We soaked our photos in warm water to loosen up the photo emulsion a bit. Then we sanded the surface of the photo with sandpaper, a sanding block etc. The process is meant to open the surface (the shiny, slick surface) for further additions of paint, oil sticks (the water soluble kind), bleach pen dots or lines, stamped images, etched lines (ballpoint needles or awls). As you can see in the image on the left, I didn't sand everything. I left the tunnel images and the glass sculptures.
My demo piece was a picture of one of the other members (she had brought a handful of "bad" photos to share). I sanded the background images, leaving her face and seated body intact and began to show the group how to add color back into the sanded areas. P was very pleased with this as it was the messy background which had made the photograph "bad". After much painting, stamping, puncturing, she had an altered photograph she loved.
Another artist had a lovely photo of her young teen daughter in a pretty swirling dress. What wasn't so nice was the background. A moss covered dingy rental house. But after soaking, sanding, painting and with a halo of bleach pen dots, she had something she said she "worshiped".
In the end, each and every artist there last night went home with a new trick in their art tool box and with a very nice piece or two of altered art. Our 'end of evening' show and tell had something rather spectacular from each of us. All very different, as we are, and a fresh approach to making art.
And remember ---- I had to be, literally, dragged to that first Art Club meeting in March.
The Art Club began with one woman who wanted to learn and make art with fellow art makers. She invited two or three women to join her in making some cards or collage. They each invited a friend to come along at the next meeting. In March, we had about 15 people. In April, 12. Everyone brings some food to share, if they have some, and materials to share like papers, magazines to tear up, boxes of paints, oil sticks, glitter, pens.

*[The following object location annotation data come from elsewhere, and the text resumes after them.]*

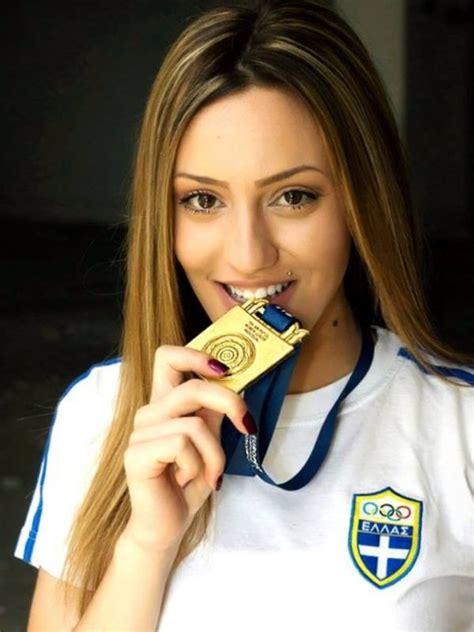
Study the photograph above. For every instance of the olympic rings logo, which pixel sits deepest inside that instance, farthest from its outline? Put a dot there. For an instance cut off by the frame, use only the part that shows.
(402, 512)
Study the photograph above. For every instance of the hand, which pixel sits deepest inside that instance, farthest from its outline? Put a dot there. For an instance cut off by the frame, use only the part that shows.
(174, 456)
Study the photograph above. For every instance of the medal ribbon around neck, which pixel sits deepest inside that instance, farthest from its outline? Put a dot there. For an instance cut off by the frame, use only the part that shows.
(245, 453)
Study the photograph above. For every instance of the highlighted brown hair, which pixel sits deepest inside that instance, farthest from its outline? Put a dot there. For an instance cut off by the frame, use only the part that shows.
(304, 47)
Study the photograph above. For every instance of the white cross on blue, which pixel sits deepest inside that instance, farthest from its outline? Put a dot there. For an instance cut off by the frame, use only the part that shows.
(383, 553)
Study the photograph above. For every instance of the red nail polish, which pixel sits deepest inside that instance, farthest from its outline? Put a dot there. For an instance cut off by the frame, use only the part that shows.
(218, 367)
(249, 423)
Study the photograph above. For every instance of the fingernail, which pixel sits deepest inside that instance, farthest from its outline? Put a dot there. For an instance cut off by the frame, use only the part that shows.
(218, 367)
(249, 423)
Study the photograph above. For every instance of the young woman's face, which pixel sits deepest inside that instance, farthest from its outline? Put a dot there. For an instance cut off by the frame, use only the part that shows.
(243, 219)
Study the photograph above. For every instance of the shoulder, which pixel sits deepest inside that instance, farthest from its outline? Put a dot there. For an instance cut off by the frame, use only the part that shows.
(86, 407)
(425, 390)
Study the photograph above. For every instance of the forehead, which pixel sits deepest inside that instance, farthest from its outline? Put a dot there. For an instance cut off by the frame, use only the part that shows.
(257, 130)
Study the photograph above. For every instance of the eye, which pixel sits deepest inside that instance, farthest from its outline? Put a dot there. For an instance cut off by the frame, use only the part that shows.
(295, 196)
(203, 198)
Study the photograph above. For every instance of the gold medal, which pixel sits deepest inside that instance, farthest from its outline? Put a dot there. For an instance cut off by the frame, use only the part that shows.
(248, 345)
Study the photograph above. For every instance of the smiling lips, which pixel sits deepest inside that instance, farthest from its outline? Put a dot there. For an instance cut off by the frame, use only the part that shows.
(278, 293)
(243, 294)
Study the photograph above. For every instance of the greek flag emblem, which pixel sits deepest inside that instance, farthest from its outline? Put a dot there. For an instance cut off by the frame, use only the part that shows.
(385, 535)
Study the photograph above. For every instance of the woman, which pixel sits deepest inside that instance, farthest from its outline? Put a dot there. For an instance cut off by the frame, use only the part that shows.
(268, 153)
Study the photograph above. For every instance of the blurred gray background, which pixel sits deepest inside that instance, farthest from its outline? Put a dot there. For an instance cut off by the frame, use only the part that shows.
(76, 77)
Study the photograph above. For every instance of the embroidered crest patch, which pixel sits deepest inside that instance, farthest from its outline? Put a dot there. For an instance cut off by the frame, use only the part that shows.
(385, 535)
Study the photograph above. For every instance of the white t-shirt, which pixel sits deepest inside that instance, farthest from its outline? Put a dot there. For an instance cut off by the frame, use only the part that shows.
(382, 538)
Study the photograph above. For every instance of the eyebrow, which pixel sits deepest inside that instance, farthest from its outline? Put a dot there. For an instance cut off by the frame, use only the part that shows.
(260, 183)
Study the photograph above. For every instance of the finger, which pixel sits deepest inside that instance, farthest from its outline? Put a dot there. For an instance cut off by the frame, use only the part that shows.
(169, 364)
(209, 449)
(194, 394)
(145, 460)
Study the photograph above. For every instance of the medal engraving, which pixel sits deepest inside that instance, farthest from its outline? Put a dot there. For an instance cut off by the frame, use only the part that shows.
(247, 344)
(235, 350)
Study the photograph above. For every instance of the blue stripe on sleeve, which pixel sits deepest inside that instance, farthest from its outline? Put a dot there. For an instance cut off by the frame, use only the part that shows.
(30, 542)
(460, 374)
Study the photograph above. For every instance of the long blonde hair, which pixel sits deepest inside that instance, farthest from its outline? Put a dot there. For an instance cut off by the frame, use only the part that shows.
(297, 45)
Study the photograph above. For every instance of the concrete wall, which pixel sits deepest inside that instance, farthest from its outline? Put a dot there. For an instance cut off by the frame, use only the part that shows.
(381, 26)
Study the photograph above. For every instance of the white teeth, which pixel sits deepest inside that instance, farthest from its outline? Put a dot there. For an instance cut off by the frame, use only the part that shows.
(260, 292)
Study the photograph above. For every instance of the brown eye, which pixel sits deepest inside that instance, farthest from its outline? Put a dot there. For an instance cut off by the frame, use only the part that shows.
(205, 202)
(295, 198)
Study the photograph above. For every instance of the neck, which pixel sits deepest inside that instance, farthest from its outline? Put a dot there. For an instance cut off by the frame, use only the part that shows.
(331, 350)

Last night, in the "tell" part of show and tell, I discovered a number of members who were artists long ago and had lost that part of their life to family and work responsibilities. They were trying to reconnect with that past life. In my small way, I pushed them outside the "box" and into new territory. The have returned the favor, so to speak, and pushed me outside the house.
Yes, what we were doing could be classified as "craft" and not "art". But it's not WHAT you make or create. It's that you DO something. MAKE something.
One artist, wanting just a little something to do in the 30 minutes each day she had for art, now has photographs to alter with a shoebox of supplies. Sandpaper, oil sticks, watercolor paint. And she collaged images onto the altered photos with a glue stick. She thanked me repeatedly for giving her the gift of something she could do anytime and anywhere. I had given her art, she said.
What about each of you, dear readers? Do you have art in your day?
2 comments:
Sounds like you have found a good group! What a joy a group like that can be. I remember how frustrated you were with the quilt guild.